Created attachment 193412 [details]
dmesg while mps.X.use_phy_num set to 0 for all X
Setting hw.mps.use_phy_num=0 solved the problem.
The missing disk appeared and zpool scrub went well on that pool, but now dmesg shows this:
mps0: failure at /usr/src/sys/dev/mps/mps_sas_lsi.c:700/mpssas_add_device()! Could not get ID for device with handle 0x0009
Is this serious or can be ignored?
Attached see dmesg with following in the /boot/loader.conf:
Thanks a lot!
That error means that the device was not added to the mapping table. It shouldn't be a problem, but I'm not sure why it wasn't added. If you turn on all of the debug bits (0x7FF), it should tell us what failed. If that's too much debug output to boot, it would be good to at least see 0x223 (turn on MPS_ERROR). But, better to turn them all on if possible.
Created attachment 193472 [details]
dmesg while dev.mps.0.debug_level set to 0x0223
Booting with dev.mps.0.debug_level set to 0x7FF was just a neverending flood of kernel messages on the screen, so I change it to 0x223. Hope this helps.
Thanks for the help again,
Hmmm. I'm having trouble figuring out why the device with handle 9 is not being added to the mapping table. _mapping_add_new_device() should add the device to the mapping table and log an error if something goes wrong. I'm assuming that you have Persistent Mapping enabled (as opposed to Enclosure/Slot mapping or no mapping), and that the Device Persistent Mapping Page in the controller is enabled. I've never used mpsutil, but you should be able to use this utility to get the IOC Facts and the IOC Page 8 Config Page. Can you get that info for mps0 and I'll see if something pops out at me. Actually, it would also be good to see any devices that are attached too, so if you can get that with this utility it might help.
Created attachment 193507 [details]
output of mpsutil
Here is what I was able to get from mpsutil. As about the "Page 8" - seems like it does not exis at all:
# mpsutil show cfgpage 8
mpsutil: Error retrieving cfg page: Invalid configuration page
: Input/output error
I went through pagees from 0 to 30 inclusively and got output only from some of them (see file attached).

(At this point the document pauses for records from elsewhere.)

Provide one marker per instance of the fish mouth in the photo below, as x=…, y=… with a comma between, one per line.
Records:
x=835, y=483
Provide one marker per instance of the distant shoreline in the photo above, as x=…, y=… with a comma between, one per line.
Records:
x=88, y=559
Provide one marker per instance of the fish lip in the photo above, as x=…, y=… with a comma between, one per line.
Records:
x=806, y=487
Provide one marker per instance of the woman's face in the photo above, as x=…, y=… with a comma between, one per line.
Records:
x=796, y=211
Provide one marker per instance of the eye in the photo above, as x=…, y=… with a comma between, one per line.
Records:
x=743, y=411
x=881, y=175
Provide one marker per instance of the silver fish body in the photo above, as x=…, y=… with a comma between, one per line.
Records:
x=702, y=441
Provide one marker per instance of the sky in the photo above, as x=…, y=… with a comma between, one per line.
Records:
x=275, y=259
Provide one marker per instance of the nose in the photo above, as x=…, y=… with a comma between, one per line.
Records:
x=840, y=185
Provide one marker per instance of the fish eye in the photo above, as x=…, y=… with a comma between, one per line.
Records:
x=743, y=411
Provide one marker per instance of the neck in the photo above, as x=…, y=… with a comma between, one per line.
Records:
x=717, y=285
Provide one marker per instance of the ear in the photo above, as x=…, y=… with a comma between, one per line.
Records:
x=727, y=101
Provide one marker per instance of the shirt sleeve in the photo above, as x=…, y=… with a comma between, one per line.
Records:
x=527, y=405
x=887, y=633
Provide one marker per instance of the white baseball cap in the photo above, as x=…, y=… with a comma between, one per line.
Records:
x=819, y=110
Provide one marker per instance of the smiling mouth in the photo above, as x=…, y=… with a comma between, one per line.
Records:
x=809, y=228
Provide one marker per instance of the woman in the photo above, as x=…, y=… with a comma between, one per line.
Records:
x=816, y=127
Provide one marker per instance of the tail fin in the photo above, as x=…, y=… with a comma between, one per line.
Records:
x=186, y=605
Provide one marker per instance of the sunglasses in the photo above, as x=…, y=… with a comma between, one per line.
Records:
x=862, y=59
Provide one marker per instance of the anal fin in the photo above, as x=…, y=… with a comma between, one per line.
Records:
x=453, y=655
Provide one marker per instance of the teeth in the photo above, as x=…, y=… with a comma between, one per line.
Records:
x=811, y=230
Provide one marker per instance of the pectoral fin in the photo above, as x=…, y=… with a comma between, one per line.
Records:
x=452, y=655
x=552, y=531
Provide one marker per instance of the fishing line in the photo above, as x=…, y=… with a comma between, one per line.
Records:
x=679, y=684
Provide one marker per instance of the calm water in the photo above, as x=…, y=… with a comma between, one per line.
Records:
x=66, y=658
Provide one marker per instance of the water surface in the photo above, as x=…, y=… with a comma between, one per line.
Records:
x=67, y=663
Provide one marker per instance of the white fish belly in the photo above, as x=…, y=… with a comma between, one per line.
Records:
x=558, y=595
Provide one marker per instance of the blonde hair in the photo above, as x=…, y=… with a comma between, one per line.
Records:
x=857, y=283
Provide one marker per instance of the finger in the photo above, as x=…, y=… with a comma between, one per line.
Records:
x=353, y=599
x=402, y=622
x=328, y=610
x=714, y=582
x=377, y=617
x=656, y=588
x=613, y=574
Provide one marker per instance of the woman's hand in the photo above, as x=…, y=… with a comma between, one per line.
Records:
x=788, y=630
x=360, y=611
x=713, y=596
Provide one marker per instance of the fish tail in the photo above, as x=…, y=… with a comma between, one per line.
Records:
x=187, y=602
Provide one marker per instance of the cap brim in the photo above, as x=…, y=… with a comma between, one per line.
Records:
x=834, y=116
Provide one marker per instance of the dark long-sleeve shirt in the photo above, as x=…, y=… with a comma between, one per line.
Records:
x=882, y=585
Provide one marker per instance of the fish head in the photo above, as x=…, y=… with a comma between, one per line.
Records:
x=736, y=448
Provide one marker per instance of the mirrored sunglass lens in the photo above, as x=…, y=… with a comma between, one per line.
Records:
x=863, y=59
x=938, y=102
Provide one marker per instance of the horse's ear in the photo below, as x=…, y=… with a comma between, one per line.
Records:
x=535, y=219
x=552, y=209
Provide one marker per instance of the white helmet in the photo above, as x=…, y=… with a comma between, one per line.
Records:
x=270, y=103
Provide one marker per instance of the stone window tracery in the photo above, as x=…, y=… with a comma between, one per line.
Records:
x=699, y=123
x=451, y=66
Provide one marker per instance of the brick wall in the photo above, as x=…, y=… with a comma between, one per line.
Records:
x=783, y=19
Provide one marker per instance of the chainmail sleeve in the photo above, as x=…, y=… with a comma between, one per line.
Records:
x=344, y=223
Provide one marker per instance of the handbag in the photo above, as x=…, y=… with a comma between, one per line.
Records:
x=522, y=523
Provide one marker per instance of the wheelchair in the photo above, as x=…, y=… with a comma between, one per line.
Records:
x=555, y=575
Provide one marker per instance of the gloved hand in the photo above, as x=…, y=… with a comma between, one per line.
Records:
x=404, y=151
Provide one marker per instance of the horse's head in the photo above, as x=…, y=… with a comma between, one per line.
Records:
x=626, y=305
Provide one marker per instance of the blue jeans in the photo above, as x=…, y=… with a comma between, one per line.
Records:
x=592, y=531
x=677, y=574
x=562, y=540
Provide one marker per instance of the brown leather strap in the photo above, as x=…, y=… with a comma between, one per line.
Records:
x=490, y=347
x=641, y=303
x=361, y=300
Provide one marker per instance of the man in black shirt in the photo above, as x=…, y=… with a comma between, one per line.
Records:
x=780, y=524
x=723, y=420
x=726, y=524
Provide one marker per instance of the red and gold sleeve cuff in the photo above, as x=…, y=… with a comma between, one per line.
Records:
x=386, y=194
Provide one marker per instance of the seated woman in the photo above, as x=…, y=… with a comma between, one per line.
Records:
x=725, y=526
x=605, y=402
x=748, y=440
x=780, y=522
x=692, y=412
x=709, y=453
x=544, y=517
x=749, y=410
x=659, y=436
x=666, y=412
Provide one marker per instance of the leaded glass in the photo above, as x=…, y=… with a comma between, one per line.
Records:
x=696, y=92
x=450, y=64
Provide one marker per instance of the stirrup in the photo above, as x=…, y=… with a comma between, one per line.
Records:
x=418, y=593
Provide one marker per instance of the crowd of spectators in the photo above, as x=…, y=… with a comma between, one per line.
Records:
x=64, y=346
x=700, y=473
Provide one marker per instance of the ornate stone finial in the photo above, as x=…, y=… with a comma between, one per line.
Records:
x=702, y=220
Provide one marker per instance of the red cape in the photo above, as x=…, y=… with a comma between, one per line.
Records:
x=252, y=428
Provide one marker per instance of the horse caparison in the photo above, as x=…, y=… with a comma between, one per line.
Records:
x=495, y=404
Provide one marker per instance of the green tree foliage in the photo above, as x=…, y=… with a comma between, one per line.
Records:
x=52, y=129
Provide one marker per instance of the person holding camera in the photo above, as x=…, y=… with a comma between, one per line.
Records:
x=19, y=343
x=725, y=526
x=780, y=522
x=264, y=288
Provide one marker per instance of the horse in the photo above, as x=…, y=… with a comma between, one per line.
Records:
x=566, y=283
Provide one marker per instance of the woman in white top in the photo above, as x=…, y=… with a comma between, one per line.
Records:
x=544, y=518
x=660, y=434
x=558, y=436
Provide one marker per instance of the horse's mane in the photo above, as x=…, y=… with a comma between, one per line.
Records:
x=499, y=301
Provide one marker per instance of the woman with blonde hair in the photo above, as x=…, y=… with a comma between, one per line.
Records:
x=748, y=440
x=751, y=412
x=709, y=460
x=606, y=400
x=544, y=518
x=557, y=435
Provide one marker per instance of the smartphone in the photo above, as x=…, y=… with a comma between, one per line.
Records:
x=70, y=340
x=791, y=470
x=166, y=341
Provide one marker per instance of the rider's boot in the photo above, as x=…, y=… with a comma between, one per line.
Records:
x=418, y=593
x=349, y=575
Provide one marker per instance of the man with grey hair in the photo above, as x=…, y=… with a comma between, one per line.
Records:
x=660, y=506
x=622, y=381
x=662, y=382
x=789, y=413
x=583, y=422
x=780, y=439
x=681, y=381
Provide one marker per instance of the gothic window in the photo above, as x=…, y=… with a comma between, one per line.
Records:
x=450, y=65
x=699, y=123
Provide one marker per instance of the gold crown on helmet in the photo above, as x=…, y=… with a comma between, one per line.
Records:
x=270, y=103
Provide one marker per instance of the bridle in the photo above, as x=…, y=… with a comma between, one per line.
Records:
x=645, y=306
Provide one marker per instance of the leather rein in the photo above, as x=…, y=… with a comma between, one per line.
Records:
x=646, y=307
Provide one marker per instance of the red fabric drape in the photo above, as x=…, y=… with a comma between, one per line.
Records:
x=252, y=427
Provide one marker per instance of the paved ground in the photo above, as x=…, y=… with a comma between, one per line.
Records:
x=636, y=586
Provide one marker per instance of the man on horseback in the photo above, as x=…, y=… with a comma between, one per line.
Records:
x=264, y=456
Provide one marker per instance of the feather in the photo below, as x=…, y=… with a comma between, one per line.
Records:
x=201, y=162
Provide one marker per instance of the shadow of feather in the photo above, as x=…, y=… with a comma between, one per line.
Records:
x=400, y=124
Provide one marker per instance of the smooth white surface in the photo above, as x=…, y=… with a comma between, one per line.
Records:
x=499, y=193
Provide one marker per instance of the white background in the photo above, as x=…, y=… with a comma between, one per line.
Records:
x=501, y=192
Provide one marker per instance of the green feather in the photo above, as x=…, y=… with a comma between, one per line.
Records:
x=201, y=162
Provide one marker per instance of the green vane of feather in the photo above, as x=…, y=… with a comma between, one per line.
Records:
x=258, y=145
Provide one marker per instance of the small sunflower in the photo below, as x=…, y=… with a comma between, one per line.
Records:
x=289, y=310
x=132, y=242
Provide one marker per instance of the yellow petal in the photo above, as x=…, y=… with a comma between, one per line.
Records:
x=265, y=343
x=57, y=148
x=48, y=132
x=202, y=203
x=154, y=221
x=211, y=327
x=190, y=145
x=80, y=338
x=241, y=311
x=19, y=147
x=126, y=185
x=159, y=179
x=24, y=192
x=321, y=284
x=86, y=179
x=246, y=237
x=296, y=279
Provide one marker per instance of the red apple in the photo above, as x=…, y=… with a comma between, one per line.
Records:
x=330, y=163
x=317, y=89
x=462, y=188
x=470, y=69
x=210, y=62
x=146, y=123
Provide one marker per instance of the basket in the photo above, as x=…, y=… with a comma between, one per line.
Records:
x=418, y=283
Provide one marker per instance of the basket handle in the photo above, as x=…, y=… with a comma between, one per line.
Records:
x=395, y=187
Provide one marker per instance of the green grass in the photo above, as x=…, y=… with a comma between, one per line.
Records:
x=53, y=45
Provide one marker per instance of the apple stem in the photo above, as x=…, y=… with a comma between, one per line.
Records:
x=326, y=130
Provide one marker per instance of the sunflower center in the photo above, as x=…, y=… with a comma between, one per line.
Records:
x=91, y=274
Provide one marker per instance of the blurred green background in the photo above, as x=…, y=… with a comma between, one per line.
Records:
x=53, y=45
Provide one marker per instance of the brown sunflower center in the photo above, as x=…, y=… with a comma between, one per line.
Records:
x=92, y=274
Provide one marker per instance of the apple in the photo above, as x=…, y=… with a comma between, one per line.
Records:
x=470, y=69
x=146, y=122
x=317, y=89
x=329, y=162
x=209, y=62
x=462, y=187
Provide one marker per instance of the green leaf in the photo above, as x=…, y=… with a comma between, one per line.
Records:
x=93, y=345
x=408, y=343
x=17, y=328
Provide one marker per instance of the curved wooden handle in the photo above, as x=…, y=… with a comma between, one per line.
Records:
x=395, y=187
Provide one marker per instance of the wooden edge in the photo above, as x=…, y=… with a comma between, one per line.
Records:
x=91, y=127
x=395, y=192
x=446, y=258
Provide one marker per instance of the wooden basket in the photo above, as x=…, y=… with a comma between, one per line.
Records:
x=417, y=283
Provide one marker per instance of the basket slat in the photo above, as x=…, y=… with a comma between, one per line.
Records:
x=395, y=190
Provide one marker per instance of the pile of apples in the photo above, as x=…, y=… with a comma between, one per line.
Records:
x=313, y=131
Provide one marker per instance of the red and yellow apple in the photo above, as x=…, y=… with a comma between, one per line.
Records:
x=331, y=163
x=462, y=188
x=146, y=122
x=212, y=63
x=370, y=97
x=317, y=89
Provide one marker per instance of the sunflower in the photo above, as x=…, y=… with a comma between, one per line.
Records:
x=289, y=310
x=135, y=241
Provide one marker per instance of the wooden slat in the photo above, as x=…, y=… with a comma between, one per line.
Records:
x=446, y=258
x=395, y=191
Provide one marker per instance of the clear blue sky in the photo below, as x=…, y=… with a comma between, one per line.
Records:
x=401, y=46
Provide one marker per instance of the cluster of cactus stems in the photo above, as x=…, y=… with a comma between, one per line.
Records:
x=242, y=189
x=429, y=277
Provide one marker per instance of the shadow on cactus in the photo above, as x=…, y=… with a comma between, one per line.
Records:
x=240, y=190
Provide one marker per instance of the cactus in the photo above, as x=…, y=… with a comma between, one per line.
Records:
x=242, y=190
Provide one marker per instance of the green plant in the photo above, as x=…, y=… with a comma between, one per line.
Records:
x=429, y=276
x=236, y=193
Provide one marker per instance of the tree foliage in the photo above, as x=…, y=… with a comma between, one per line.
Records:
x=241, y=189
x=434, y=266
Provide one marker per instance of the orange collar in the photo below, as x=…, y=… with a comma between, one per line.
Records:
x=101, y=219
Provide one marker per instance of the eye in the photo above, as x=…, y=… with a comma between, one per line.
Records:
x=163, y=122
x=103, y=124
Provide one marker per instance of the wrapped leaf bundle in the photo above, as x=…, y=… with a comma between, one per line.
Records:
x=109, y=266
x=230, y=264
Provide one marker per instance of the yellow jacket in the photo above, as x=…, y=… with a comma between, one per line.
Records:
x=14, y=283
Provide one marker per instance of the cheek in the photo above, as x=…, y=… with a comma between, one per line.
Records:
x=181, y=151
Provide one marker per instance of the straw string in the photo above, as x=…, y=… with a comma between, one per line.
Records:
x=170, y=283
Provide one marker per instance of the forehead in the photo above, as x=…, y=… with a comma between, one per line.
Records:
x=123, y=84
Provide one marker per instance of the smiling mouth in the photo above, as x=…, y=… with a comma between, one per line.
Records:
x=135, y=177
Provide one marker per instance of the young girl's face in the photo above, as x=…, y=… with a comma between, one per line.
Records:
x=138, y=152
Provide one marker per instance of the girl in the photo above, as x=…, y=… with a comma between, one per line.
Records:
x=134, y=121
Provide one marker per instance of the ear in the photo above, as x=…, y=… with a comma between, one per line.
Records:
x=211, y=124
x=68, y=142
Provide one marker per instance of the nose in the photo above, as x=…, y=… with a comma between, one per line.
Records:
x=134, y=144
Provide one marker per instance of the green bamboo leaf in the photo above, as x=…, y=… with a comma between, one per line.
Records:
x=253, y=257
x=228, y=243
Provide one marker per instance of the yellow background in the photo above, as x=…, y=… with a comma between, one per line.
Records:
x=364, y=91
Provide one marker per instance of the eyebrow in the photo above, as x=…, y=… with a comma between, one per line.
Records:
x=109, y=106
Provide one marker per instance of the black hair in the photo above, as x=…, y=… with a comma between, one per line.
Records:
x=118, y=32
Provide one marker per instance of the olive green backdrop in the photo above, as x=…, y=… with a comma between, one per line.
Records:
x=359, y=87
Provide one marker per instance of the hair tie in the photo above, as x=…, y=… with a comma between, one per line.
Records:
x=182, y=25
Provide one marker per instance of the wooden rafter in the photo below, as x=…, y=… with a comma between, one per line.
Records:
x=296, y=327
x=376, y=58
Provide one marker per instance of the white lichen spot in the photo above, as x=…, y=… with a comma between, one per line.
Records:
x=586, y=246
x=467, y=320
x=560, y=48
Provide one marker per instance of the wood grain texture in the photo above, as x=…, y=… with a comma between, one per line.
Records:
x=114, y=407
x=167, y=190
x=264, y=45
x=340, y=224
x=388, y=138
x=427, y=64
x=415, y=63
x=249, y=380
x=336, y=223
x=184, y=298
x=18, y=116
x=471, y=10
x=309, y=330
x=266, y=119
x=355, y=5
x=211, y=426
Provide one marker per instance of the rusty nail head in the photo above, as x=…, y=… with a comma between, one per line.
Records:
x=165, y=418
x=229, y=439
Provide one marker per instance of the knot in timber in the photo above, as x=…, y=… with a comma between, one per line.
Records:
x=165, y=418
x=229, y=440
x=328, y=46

There might be a problem with mpsutil in the way it retrieves config pages. Config pages have a type and a number. The page I was looking for was IOC (type) Page 8. It looks like you can only enter a number, but I'm not sure.
Anyway, I think the issue is probably that the device with handle 9 is an SEP Target device and the driver may handle these differently than a SAS/SATA target device. I haven't tested it to see exactly how those devices are treated, but it looks like they are not put into the mapping table. I don't think this will cause any problems and you should be OK now, with the change to the use_phy_num setting.
(In reply to Denis Polygalov from comment #18)
Did use_phy_num work for you and were all drives enumerated?
I also wanted to thank you for helping to not only solve your problem but mine also!
use_phy_num did the trick for me also! Thanks everyone!
As I remember, the workaround with use_phys_num also worked for me (I cannot confirm, this machine has been decommissioned and the pool moved over to another server).